Auch Gottesdienste ändern sich. Statt einer Predigt gibt es per geweihter Tastatur eine Audienz beim Gott persönlich. Zuerst werden die Sünden gebeichtet. Leugnen ist zwecklos, Google sieht eh alles – ein Vorteil gegenüber frühen Onlinebeichtstühlen herkömmlicher Kirchen. Niemand muss Angst haben oder sich seiner Sünden schämen – ganz im Gegenteil! Der Google-Gott wird erkennen, dass das Verbot von Sünden 1. keinen Zweck hat und 2. inkonsequent ist: Wenn schon Heilige oder Erlöser für unsere Sünden gestorben sind, müssen wir ihren Tod auch legitimieren. Je mehr wir sündigen, desto sinnvoller ihr Martyrium. Wenn Du immer brav bist, sind sie für nichts gestorben! Ein sündenfreies Leben ist eine große Sünde – und daher eigentlich auch schon fast wieder in Ordnung.
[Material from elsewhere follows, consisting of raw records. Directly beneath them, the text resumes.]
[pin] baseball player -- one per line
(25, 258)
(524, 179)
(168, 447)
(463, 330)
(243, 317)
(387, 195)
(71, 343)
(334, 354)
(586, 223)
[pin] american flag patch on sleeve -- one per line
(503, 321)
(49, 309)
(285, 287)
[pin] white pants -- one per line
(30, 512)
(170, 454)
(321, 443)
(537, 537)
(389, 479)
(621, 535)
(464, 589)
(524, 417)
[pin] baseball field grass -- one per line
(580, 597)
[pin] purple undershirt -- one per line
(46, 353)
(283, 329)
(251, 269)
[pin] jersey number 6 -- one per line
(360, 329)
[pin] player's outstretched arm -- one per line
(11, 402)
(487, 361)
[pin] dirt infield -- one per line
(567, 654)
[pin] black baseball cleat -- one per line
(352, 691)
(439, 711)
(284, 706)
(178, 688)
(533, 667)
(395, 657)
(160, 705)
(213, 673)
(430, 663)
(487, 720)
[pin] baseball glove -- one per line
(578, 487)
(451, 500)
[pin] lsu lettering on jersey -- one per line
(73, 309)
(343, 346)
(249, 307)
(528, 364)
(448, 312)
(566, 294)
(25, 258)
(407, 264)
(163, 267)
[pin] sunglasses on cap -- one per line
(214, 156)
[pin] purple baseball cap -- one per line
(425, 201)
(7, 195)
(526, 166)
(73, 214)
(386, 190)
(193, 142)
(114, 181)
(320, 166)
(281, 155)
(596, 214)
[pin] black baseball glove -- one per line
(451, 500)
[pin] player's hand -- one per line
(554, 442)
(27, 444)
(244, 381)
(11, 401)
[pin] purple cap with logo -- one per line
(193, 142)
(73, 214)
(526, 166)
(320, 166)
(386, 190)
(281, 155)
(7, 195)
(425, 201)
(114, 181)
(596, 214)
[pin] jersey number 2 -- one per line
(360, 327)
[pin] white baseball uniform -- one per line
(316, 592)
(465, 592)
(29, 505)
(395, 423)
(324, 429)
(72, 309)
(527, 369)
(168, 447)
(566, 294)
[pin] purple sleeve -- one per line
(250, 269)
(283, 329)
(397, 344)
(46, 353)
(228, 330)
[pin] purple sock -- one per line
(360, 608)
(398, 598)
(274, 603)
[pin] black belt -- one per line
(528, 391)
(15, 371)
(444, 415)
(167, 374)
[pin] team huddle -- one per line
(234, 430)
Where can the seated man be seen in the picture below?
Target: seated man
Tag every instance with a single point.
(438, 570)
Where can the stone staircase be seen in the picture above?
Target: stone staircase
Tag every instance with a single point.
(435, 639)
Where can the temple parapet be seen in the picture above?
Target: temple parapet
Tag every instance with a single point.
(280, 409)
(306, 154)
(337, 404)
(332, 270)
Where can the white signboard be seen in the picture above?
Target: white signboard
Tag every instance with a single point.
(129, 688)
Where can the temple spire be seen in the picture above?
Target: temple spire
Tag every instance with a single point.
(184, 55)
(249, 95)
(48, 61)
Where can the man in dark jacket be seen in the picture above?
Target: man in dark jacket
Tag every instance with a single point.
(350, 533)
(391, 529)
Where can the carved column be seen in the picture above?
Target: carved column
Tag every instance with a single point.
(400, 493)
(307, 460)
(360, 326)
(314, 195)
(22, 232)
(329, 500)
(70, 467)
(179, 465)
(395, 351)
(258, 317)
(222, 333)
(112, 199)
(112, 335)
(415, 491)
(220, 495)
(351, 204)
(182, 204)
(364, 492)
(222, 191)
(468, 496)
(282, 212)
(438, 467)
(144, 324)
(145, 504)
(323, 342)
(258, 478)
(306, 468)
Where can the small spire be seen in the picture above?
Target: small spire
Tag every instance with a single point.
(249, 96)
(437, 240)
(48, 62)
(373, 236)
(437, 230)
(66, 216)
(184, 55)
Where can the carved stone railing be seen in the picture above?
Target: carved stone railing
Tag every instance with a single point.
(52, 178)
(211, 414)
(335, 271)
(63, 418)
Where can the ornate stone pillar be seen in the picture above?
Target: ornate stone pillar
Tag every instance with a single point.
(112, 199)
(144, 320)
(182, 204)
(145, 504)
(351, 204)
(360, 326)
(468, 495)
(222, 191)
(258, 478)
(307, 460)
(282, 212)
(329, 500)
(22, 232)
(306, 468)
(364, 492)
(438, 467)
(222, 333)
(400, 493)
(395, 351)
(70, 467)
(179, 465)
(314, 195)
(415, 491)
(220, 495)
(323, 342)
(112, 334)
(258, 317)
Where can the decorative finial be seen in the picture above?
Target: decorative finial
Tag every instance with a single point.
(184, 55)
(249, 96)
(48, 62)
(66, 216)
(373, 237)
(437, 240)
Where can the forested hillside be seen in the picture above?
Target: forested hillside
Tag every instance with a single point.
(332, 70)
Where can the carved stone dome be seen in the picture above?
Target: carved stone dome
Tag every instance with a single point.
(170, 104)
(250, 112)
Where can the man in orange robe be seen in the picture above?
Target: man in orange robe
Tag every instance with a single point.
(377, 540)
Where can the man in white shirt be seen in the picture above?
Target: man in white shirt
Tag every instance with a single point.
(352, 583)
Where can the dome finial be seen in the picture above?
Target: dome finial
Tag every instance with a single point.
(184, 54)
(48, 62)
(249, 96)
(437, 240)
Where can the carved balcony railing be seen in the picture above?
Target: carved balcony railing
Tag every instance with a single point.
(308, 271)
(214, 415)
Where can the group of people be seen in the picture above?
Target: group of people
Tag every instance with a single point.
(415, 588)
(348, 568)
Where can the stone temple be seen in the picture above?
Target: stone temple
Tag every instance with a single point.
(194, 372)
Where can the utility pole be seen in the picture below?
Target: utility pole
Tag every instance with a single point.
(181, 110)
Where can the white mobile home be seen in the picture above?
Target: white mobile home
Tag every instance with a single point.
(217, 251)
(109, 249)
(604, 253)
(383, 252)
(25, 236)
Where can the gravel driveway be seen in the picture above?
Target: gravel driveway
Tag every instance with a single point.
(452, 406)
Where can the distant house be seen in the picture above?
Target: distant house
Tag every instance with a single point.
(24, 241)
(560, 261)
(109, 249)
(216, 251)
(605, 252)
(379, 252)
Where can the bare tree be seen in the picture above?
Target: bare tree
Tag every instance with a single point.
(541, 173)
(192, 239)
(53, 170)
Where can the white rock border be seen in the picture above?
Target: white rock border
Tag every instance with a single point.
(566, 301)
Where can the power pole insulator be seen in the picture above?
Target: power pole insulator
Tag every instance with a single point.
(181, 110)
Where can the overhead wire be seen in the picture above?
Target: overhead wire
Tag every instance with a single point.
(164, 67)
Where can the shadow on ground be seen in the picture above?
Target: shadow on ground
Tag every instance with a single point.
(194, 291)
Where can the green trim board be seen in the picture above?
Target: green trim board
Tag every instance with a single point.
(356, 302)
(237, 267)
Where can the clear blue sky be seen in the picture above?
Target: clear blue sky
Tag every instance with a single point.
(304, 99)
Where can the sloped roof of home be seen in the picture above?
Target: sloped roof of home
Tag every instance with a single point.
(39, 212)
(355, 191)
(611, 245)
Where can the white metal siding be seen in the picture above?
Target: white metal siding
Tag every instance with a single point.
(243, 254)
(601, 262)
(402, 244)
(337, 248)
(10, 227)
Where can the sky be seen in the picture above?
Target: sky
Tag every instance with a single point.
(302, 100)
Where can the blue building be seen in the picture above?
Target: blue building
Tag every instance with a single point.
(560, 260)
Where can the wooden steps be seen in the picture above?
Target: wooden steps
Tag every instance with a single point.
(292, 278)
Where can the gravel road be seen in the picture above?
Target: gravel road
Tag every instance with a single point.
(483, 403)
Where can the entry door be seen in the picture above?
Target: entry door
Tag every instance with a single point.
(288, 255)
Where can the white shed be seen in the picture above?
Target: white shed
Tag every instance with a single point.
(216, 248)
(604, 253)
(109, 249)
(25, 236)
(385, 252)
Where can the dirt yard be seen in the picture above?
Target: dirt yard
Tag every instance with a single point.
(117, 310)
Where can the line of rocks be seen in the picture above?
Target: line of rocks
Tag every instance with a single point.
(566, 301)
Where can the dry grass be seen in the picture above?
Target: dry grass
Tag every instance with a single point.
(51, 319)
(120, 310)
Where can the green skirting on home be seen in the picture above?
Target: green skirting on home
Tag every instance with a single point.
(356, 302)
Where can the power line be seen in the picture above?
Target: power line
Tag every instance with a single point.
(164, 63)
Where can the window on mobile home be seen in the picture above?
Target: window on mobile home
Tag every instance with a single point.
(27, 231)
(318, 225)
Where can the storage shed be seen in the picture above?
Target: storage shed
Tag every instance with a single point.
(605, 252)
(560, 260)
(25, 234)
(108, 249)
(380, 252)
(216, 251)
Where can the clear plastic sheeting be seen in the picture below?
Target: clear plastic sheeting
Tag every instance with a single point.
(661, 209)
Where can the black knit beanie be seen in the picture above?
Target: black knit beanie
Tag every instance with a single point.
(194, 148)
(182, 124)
Um ein konstant hohes Sünden- und „posthumes Martyriumsrechtfertigungs“-Niveau zu halten, schafft Google Anreize: Aus den Beichten erstellt er ein aktuelles Sündenranking, und wer eine Top-100-Sünde beichtet, darf Google eine Frage stellen. Ohne Sünden keine Antworten.
Und so mag es geschehen, dass in genau 2000 Jahren jemand beichtet, Maden verkauft zu haben, eine Arbeit, die auch ein Automat hätte verrichten können (Machinen die Arbeit wegzunehmen wird ganz bestümpt und vollkommen zu Recht eines Tages als Sünde gelten), und für dieses Geständnis hat er eine Frage gut und er fragt Google: „Wer war eigentlich Volker Strübing?“ Und Google wird antworten: „Mein verkannter Prophet und sündiger Diener. Für ein Heiligenbildchen bitte hier klicken.“

(Volker Strübing)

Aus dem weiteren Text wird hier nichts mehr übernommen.